I am, nevertheless, human. I'm going to let you in on a secret. Neither pastors, nor their spouses, are anything close to perfect. They have the same problems and feelings you do. Thus, I get angry and resent that my alone time is gone. I am frustrated that I now have to figure out how to juggle our morning routine by myself. I recognize that this is not the first or last time that this will happen, and it's not as though it's some giant surprise. Phil's job has always been this way. It's just that I find myself wishing, on occasion, that my husband worked a job with "regular" hours. One that didn't involve late meetings multiple days of the week, or being on-call, or always working on weekends, thereby preventing quick weekend getaways.
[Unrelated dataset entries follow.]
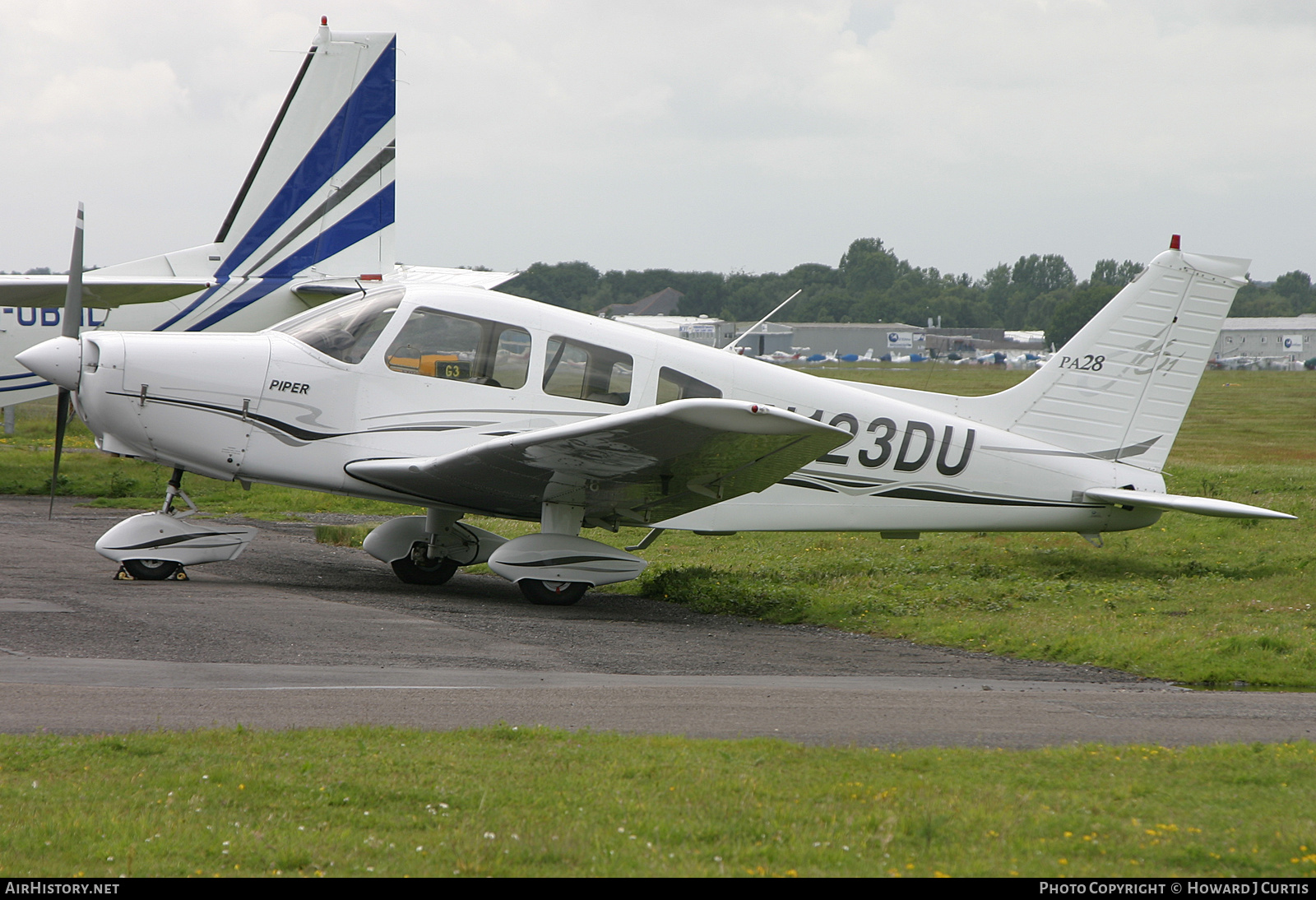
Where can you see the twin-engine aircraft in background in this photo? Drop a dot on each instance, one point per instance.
(464, 401)
(313, 217)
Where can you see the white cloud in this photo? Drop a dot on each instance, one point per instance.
(711, 136)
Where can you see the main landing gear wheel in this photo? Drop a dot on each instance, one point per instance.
(419, 568)
(552, 594)
(151, 570)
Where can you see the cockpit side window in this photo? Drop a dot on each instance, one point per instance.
(461, 349)
(345, 329)
(586, 371)
(678, 386)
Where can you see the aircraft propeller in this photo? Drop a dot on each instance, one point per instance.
(70, 325)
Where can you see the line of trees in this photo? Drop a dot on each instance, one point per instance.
(872, 285)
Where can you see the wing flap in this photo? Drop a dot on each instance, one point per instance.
(1181, 503)
(627, 469)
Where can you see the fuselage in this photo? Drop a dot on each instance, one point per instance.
(270, 407)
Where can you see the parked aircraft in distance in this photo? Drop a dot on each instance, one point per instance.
(464, 401)
(313, 217)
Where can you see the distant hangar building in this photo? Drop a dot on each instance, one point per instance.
(1281, 336)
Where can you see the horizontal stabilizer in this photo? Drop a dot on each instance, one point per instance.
(104, 292)
(328, 289)
(1199, 505)
(625, 469)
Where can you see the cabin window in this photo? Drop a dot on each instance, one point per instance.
(345, 329)
(586, 371)
(678, 386)
(460, 349)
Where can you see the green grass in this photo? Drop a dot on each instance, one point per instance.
(1191, 599)
(539, 801)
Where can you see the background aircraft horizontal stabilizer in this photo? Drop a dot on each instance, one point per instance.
(104, 292)
(1201, 505)
(631, 467)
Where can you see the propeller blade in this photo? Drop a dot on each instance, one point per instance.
(70, 327)
(72, 296)
(61, 421)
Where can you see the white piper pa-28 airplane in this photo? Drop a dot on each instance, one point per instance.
(313, 216)
(465, 401)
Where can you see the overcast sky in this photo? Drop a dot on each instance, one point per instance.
(694, 136)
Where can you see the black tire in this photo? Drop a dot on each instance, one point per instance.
(552, 594)
(419, 568)
(151, 570)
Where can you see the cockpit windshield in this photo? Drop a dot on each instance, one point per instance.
(348, 328)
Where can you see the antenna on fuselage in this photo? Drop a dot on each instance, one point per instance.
(730, 348)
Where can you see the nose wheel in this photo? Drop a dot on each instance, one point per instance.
(552, 594)
(151, 570)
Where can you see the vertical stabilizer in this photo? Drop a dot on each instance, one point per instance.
(1119, 390)
(320, 193)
There are many, many days when I feel like a single parent. Coming home after a day at work, picking up Lil' Bit, feeding her, trying to cram down food for myself at the same time, giving her a bath, a little playtime, and getting her to bed, all (hopefully) in time to pump and head to bed myself. It is in these glimpses of single-parenthood that I am grateful that I have a spouse who can and does help me. I just find myself wishing he could help me more. But, things are what they are. We get by. We make do. We adapt. And through it all, I learn that I am a stronger, more capable person that I previously thought. And the truth is, on many other occasions, I wouldn't change Phil's job for anything. I love the community and the support it provides. It is a blessing in so many ways.
But I am human. And no matter how rational I can be about all of this, I will, in all likelihood, still get angry or feel resentful at times. The trick, I think, is to own it for what it is-grief over my lack of control-honor it, and get on with living life the way it actually is. After all, I expect Lil' Bit to roll with the curves I toss into her schedule. Why should I be unwilling to do the same?